Methods provide the low-level functionality to do the required processing of common data types such as grid and vector data.

HydroMT provides methods in different modules including:

gis.raster: methods to work with raster (regular grid) data including reprojection, resampling, transforming, interpolating nodata or zonal statistics.
gis.vector: methods to work with geodataset data (N-dimensional vector data). For example, reprojecting, transforming, updating geometry or converting to geopandas.GeoDataFrame to access further GIS methods.
gis.flw: hydrological methods for raster DEM data. For example, calculate flow direction, flow accumulation, stream network, catchments, or reproject hydrography.
stats.skills: statistical methods to compute skill scores of models (e.g. NSE, KGE, bias and many more).
stats.extremes: methods to analyse extreme events (extract peaks or compute return values).

Processes#

Processes combine several methods to go from raw input data to a model component. Examples of processes include the delineation of hydrological basins (watersheds), conversion of landuse-landcover to model parameter maps, etc.
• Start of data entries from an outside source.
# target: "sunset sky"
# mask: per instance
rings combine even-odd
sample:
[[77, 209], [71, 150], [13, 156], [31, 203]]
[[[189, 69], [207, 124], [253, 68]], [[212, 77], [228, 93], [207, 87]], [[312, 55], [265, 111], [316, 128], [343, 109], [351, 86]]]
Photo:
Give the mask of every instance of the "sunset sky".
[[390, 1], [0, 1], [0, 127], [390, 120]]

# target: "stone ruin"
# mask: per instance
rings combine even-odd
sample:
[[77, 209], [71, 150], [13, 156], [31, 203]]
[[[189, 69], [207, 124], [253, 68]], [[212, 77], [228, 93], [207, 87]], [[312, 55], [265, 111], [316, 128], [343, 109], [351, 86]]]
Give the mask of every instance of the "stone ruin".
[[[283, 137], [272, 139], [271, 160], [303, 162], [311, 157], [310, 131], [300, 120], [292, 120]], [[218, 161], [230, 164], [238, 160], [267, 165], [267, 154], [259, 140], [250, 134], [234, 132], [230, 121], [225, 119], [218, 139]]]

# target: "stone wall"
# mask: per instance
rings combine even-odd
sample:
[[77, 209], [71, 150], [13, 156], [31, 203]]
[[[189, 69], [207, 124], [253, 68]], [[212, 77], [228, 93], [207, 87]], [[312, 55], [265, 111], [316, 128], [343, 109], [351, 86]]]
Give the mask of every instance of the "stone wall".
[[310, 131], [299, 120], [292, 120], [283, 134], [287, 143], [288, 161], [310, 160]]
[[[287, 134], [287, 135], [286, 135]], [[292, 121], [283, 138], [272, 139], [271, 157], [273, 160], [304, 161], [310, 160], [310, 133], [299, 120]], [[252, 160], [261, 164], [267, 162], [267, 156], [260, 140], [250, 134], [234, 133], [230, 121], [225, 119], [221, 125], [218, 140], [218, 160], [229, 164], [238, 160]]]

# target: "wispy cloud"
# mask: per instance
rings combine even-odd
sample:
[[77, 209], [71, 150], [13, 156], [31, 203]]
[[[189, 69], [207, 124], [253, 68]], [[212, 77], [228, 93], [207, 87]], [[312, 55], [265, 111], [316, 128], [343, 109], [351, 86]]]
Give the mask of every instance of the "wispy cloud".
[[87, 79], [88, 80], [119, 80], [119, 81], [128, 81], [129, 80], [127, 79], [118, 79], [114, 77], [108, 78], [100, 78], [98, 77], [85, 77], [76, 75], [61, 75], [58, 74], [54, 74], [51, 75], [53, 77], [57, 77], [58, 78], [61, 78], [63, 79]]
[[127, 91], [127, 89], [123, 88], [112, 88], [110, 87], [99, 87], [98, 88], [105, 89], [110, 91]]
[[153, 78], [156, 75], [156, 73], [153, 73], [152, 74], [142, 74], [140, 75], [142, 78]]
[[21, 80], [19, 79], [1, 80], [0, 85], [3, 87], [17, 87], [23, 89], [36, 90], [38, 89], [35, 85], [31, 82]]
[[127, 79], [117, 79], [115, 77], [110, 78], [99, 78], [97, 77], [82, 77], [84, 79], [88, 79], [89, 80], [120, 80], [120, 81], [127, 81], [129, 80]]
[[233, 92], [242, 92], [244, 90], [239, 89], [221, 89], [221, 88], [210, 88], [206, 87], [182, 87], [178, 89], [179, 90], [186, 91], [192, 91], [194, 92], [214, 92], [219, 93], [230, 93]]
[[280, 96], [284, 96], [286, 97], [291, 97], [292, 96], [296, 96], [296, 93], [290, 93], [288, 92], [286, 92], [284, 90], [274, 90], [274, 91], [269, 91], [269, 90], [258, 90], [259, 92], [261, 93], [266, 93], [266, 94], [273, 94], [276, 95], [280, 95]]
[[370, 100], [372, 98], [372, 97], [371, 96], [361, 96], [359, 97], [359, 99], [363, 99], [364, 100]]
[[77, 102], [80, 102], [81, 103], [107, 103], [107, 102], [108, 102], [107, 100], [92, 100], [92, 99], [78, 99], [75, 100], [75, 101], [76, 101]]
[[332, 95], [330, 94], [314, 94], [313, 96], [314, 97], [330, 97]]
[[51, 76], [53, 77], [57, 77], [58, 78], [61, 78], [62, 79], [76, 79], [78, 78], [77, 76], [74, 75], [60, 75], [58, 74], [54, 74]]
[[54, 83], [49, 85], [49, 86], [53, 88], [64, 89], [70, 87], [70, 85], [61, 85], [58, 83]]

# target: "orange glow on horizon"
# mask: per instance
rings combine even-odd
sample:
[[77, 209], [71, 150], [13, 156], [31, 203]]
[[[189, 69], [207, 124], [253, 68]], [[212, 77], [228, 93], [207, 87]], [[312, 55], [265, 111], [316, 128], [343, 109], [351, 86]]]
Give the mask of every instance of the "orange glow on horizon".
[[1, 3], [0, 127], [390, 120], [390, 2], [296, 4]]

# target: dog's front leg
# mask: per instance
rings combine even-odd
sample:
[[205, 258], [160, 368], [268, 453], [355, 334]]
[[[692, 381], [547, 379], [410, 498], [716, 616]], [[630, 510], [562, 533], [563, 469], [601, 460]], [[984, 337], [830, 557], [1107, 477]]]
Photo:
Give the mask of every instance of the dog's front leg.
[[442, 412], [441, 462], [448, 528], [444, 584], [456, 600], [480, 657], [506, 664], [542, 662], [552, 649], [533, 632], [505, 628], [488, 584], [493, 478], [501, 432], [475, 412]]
HydroMT provides processes in the model.processes module including:

model.processes.basin_mask: processes to delineate (sub-)basins and create basin masks.
model.processes.grid: processes to prepare regular gridded data from different data types.
model.processes.mesh: processes to prepare unstructured mesh data from different data types.
model.processes.rivers: processes to prepare river network data for hydrological or 1D hydraulic models.
model.processes.meteo: processes to prepare gridded meteorological forcing data including downscaling methods.